The odd thing about the story was that the villagers seemed less angry about the plague of biting creepy crawlies than about the fact that they were all within the loop of the river which confined the limits of the old village. Apparently the millipedes would not cross it (even the bridges) out into the fields - which may not be so surprising - but also the villagers had the view that the river was supposed to protect them from 'evil' things so these millipedes should by right have been kept outside.
Well the day was saved by a lady known in the records only as 'Tall' Paddock which was what she was called because by the standards of the day she was very tall.

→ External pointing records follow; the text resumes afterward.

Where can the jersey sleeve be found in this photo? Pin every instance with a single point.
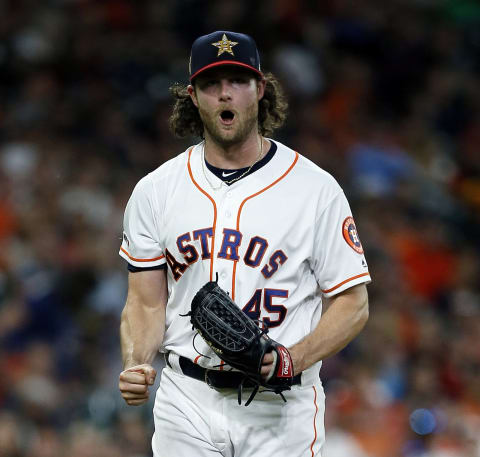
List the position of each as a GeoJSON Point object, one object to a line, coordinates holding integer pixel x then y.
{"type": "Point", "coordinates": [140, 242]}
{"type": "Point", "coordinates": [339, 261]}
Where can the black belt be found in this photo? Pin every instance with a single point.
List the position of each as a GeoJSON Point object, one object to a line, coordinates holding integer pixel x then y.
{"type": "Point", "coordinates": [218, 378]}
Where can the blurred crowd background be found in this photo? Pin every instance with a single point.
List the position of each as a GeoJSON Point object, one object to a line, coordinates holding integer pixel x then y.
{"type": "Point", "coordinates": [385, 95]}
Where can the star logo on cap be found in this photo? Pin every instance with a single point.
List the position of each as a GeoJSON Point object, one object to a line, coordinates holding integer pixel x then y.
{"type": "Point", "coordinates": [225, 45]}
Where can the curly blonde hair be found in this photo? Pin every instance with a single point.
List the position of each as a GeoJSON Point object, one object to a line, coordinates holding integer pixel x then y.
{"type": "Point", "coordinates": [272, 110]}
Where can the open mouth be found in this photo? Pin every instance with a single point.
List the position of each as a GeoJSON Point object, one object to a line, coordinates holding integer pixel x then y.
{"type": "Point", "coordinates": [227, 116]}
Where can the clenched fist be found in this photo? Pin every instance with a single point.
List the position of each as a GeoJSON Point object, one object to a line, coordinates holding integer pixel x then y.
{"type": "Point", "coordinates": [134, 382]}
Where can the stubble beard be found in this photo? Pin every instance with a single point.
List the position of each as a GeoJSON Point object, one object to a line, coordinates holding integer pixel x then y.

History does not relate her actual height but they said she was taller than any man anyone knew except the lord of the manor Sir Godfrey Bullen, which unfortunately does not narrow down the time period too much because Godfrey was a common name in the Bullen family and there were at least eleven of them.
Anyway apparently Tall Paddock offered to lead the millipedes out of the village on condition that some old land behind the church which contained a number of burial stones was confirmed to belong to her family. Apparently there was some legal wrangle with the church about it being church land but not consecrated land.
When the villagers finally agreed - they didn't much like Tall Paddock by the sounds of it - probably because, for a woman, she was a bit intimidating - she lit a torch at night by striking a spark off the market square cobbles at a place where there were some old scorch marks and holding the torch to the ground all the millipedes were said to have gathered around it.
Then she carried the torch out of town over the old stone bridge into the woods and all the millipedes were attracked to its glowing flame and followed it (and her).
It must have been the weirdest procession ever to pass over that bridge. Maybe someone could make an even odder one by trying the same trick with our current snake problem.